Fee went back to the little nursery room, empty of the baby it was meant to hold, and she couldn’t shake the feeling, in the depths of her somewhere, that Jackson had never been that baby.  That Jacob knew it but just couldn’t face seeing it.  What nonsense, she told herself firmly.  Changelings of sinister origin were not wished on mortals by wicked fairies outside of folktales.  Jackson was just a baby boy.

In the morning, they had a tiredly chaotic breakfast together, and Jacob drove her to the station.  Monica, holding the fretfully wailing Jackson, and the three girls came out to see her off.  When she got to the station and Jacob waved her away through the train window, she had the same poignant thought she had had looking back and waving at Monica and the girls, which was,

“I might never see you again.”

What nonsense, she told herself once more.  The next time she went to visit them, everything would be fine again with their little family.  The baby would grow out it this.  Even so, all the way to her own parents’ house, she couldn’t shake that sense of dread and her intuition that something, whatever it was, was very wrong with Jackson.   Well, she said to herself, you never were very big on babies, but she failed to convince herself. 

Thoughts of her friends’ predicament stayed with her and she talked about it to her mother when of course, what Fee described sounded far more normal than it had felt to her at the time.  She left out what would have now sounded like foolish, fanciful details but when she was alone at night, she could still see Jackson suckling on Monica’s mouth in that unnatural, preying way.

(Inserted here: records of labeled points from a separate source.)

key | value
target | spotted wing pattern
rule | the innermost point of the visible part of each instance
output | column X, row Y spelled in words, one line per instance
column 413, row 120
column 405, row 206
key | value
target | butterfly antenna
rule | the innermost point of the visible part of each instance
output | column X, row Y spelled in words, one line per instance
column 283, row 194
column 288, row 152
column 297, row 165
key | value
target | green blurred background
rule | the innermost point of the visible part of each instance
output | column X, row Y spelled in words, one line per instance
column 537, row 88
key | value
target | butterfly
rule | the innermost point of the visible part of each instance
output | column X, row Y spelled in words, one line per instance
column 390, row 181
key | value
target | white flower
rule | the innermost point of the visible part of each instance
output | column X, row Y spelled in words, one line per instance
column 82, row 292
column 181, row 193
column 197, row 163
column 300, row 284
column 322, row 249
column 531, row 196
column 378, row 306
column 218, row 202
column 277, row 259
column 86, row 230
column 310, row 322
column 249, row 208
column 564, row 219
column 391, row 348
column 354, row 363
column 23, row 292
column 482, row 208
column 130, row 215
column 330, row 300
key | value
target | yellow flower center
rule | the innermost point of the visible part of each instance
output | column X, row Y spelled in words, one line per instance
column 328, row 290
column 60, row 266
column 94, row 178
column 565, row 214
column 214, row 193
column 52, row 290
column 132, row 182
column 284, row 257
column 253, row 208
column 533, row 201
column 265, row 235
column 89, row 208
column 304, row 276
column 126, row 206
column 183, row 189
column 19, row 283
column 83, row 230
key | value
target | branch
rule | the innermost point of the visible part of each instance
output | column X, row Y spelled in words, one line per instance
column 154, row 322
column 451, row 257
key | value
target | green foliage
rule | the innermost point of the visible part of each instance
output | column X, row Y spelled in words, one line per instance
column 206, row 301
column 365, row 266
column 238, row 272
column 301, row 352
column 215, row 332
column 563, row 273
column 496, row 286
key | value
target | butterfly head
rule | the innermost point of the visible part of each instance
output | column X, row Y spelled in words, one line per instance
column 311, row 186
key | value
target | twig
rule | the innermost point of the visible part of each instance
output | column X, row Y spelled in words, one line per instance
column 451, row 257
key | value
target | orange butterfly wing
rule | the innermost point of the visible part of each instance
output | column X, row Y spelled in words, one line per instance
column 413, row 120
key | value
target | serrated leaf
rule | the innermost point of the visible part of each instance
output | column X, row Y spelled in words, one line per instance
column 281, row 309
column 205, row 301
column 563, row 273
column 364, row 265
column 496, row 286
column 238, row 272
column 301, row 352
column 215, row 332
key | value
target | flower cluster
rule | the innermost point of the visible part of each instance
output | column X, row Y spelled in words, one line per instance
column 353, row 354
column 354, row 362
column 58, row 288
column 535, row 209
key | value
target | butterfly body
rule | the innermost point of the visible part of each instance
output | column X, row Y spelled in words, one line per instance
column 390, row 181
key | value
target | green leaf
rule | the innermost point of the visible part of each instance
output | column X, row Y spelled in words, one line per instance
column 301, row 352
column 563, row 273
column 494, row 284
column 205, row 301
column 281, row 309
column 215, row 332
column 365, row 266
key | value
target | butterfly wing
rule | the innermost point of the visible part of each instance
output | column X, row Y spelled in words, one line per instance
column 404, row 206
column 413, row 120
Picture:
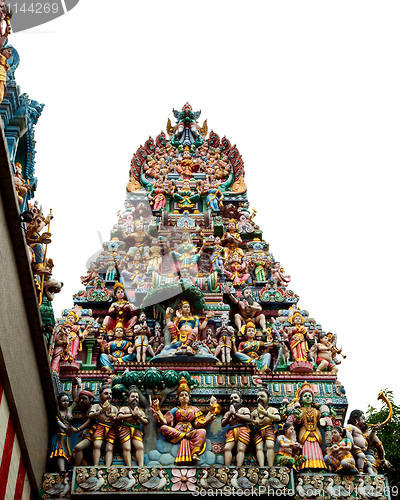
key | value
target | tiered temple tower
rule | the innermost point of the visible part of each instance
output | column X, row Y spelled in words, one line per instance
column 234, row 384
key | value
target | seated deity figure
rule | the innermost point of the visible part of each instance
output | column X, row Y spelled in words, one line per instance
column 184, row 328
column 120, row 311
column 187, row 166
column 214, row 196
column 185, row 198
column 298, row 337
column 118, row 350
column 185, row 424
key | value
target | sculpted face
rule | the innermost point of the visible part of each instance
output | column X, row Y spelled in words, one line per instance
column 297, row 320
column 119, row 332
column 186, row 309
column 362, row 422
column 335, row 436
column 184, row 397
column 263, row 398
column 83, row 400
column 290, row 431
column 250, row 332
column 247, row 293
column 235, row 398
column 133, row 398
column 64, row 402
column 106, row 395
column 307, row 398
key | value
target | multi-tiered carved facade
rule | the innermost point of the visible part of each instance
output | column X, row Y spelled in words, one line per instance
column 190, row 362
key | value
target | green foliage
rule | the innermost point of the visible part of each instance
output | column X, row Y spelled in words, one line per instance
column 389, row 435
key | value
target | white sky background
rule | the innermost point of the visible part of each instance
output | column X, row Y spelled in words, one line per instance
column 309, row 91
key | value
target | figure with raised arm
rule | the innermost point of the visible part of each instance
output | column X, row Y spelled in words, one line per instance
column 238, row 418
column 185, row 424
column 263, row 420
column 106, row 427
column 129, row 433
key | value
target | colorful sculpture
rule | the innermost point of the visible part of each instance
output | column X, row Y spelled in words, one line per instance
column 339, row 457
column 185, row 424
column 238, row 418
column 254, row 351
column 289, row 448
column 121, row 311
column 60, row 446
column 106, row 427
column 129, row 434
column 118, row 350
column 263, row 420
column 185, row 198
column 249, row 309
column 308, row 417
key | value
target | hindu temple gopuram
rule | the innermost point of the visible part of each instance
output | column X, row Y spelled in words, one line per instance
column 185, row 364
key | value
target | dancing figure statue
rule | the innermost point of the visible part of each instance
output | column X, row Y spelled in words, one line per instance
column 185, row 424
column 263, row 420
column 121, row 311
column 310, row 436
column 238, row 418
column 129, row 434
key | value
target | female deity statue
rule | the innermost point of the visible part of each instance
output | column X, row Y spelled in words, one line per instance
column 186, row 255
column 310, row 437
column 187, row 167
column 185, row 424
column 289, row 448
column 119, row 350
column 214, row 197
column 60, row 446
column 298, row 335
column 231, row 238
column 339, row 456
column 236, row 270
column 140, row 237
column 121, row 310
column 217, row 257
column 186, row 198
column 253, row 351
column 157, row 197
column 184, row 328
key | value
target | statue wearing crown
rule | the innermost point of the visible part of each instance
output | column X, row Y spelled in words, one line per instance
column 185, row 424
column 121, row 310
column 187, row 166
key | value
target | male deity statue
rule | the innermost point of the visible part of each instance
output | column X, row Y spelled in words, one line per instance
column 249, row 309
column 364, row 440
column 238, row 419
column 129, row 434
column 106, row 428
column 263, row 419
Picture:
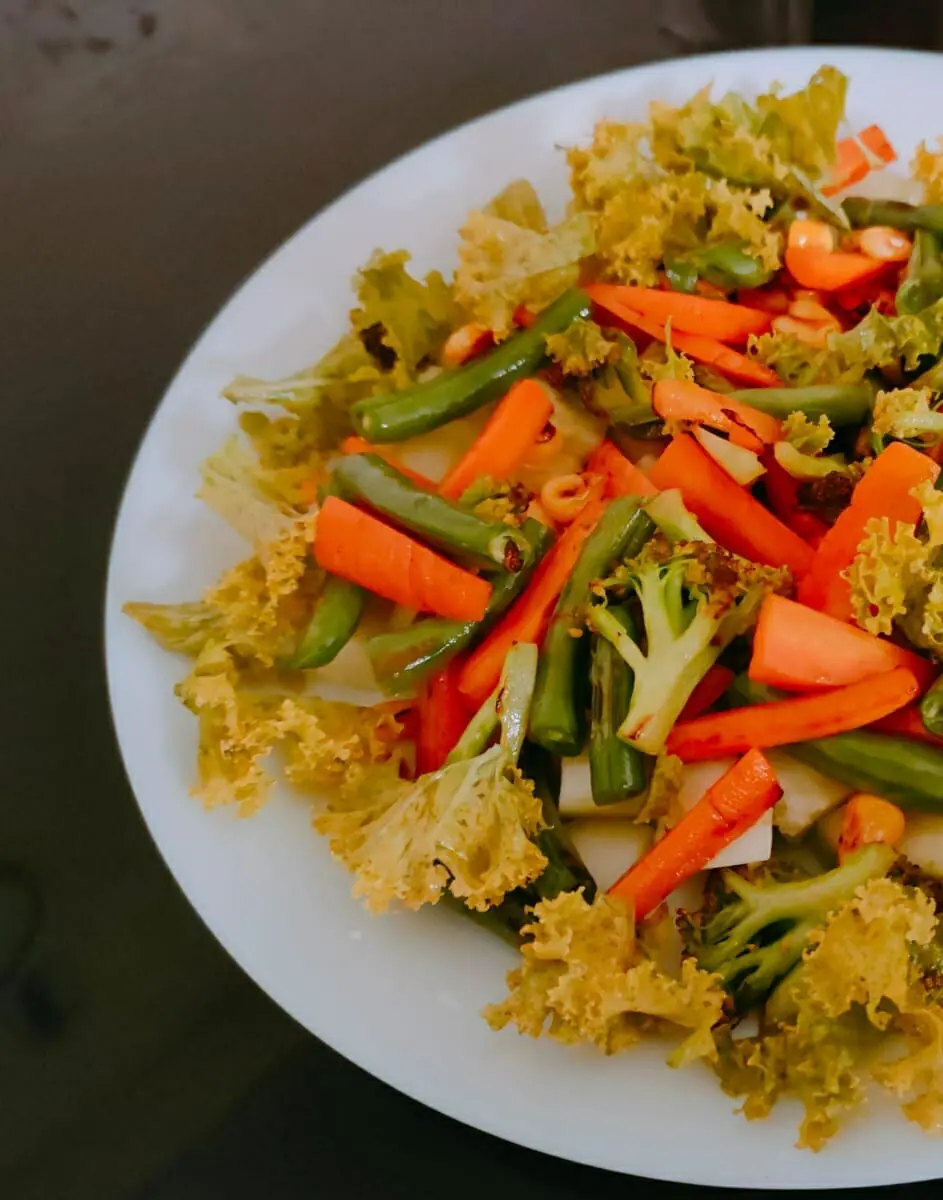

She thought of how Jacob and Monica were dwindling, as if the fat were being winnowed from their bones. She thought of the sleeping girls, both lying on their backs with their mouths so vulnerably open and she remembered her dream about Jackson walking right up to her bedside on his tiny limbs.  Some nightmarish conflation of what she thought she had dreamed and what she believed she had seen Jackson doing made her feel as if Jackson might just as easily have walked into his sisters' rooms too, seeking to feed on his real sustenance.  

Then, all the comfortable conversations with her mother earlier about 'how hard it could be with babies, you know', fell way from her again, leaving her horribly and deeply uneasy, her premonition that she might never see her friends again after this returning to her.  Had she really seen that ugly baby lift his head to stare at her with those flat, old soul eyes before he rolled back on the bed, screaming and screaming?  No, she told herself in the morning again.  She couldn't have.  Could she?